The bill, approved by the State Senate and Assembly, includes raising a partial tax abatement from 17.5 percent to 25 percent and extending the J-51 program to June 30, 2015. The abatement reduces the difference in property taxes paid by Class 2 co-op and condo properties and one, two and three family homes in Class 1, and the J-51 gives owners partial property tax exemptions for capital improvements.

“This is a major victory for the vast majority of co-op owners in northeast Queens, including thousands of senior citizens on fixed incomes,” said Assemblymember Ed Braunstein.

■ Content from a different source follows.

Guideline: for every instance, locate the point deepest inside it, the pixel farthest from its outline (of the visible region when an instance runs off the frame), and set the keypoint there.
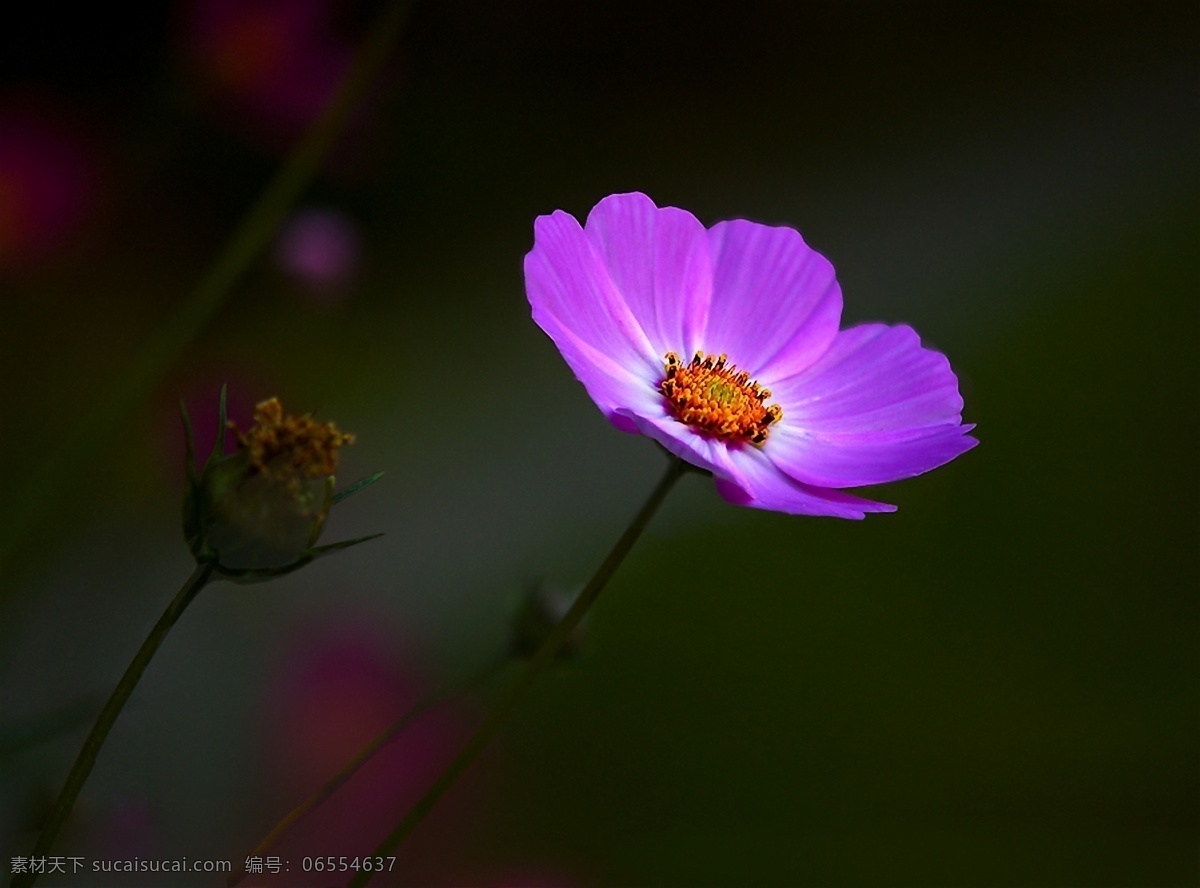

But seven Democratic state senators and seven Democratic assemblymembers opposed the omnibus bill, which included a measure that gives tax abatements to 15 plots in midtown and downtown Manhattan being developed as luxury condominiums and office buildings.

“This bill only benefits the rich,” said State Senator Ruben Diaz of the Bronx. “It is a multimillion [dollar] program of rent exemptions and abatement for landlords who renovate their buildings.”

Diaz said he feared capital improvements under the J-51 program would lead to landlords raising rents on their tenants.

“To vote for this bill, we might be sending the message, an impure message, that we are only working for the landlords and against the tenants,” Diaz said.

State Senator Toby Ann Stavisky said she voted in favor of the bill because of the vital abatements to city co-op and condo owners but believed the abatements to luxury developments were a “giveaway of city money.”

“The developers would be building this anyway. They don’t need the tax abatement,” she said. “We unfortunately can’t pick and choose the parts of the bill we want to vote for.”

State Senator Brad Hoylman of Manhattan said he was “outraged” the abatement extensions were put into a packaged bill and “rushed through the Rules Committee onto the Senate floor with only 30 minutes’ notice.”

“The bill subverted the normal committee process and required an ‘up or down’ vote, which was difficult as the bill contained some provisions that gave me and my Democratic colleagues pause,” he said.

The bill requires another Senate vote before Governor Andrew Cuomo can sign it into law.

Its assurances come after panic spread throughout co-op and condo communities at the end of June, when the Legislature adjourned session without extending the J-51 program and the expired abatement.

A pair of audits released last year by the city’s comptroller office found the Department of Finance at fault for causing upheavals in condo and co-op property values — a determining factor in property taxes — when it changed its formula for calculating them in fiscal year 2011-12.